Both Drs. Zaafran and Suk noted the harm that is caused by the stigma that is often attached to pain treatment.
“The AMA urges all state medical boards and state legislators to review their existing rules, and use the updated 2024 FSMB guidelines,” Dr. Suk said. “In doing so, it's our hope and our goal to help remove the stigma and harm that outdated, inappropriate rules and laws have caused.”
Drs.
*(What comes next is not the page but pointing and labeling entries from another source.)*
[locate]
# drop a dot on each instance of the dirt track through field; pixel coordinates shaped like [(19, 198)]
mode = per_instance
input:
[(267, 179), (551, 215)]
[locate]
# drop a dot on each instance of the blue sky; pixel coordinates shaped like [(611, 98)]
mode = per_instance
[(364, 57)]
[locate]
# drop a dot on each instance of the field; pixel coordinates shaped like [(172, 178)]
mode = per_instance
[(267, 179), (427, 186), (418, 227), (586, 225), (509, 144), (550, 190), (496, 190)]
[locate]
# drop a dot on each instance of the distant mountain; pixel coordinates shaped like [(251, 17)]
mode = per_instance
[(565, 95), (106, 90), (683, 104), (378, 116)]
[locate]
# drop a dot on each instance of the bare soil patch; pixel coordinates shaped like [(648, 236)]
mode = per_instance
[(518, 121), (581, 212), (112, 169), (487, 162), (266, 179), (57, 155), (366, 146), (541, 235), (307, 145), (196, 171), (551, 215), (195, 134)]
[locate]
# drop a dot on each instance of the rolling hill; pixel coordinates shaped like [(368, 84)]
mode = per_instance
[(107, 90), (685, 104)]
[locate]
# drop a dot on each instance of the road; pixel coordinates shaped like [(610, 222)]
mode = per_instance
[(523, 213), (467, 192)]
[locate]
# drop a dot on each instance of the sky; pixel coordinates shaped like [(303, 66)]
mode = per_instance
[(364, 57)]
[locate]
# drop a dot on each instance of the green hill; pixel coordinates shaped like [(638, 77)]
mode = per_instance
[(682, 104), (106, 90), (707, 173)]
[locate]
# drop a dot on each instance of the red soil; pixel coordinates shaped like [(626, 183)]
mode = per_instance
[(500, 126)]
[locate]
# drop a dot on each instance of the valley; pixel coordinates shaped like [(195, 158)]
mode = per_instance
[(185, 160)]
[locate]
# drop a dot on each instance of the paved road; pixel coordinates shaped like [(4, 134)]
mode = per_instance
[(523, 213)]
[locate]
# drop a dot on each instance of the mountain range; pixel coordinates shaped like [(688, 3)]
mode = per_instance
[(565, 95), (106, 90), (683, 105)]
Chaudhry, TerKonda and Zaafran are all AMA members.
NOPAIN Act takes effect in January
Often, opioids have been the default treatment for pain because nonopioid therapies were often not covered by insurance or subject to regulatory barriers.
Speakers expressed optimism that the Non-Opioids Prevent Addiction in the Nation (NOPAIN) Act, which takes effect in January, will bring change.
It directs the Centers for Medicare & Medicaid Services to provide separate payment for nonopioid treatments used to manage pain in the hospital outpatient departments and ambulatory surgery center settings.
The AMA Substance Use and Pain Care Task Force continues to advance evidence-based recommendations for policymakers and physicians to help end the nation’s drug-related overdose and death epidemic.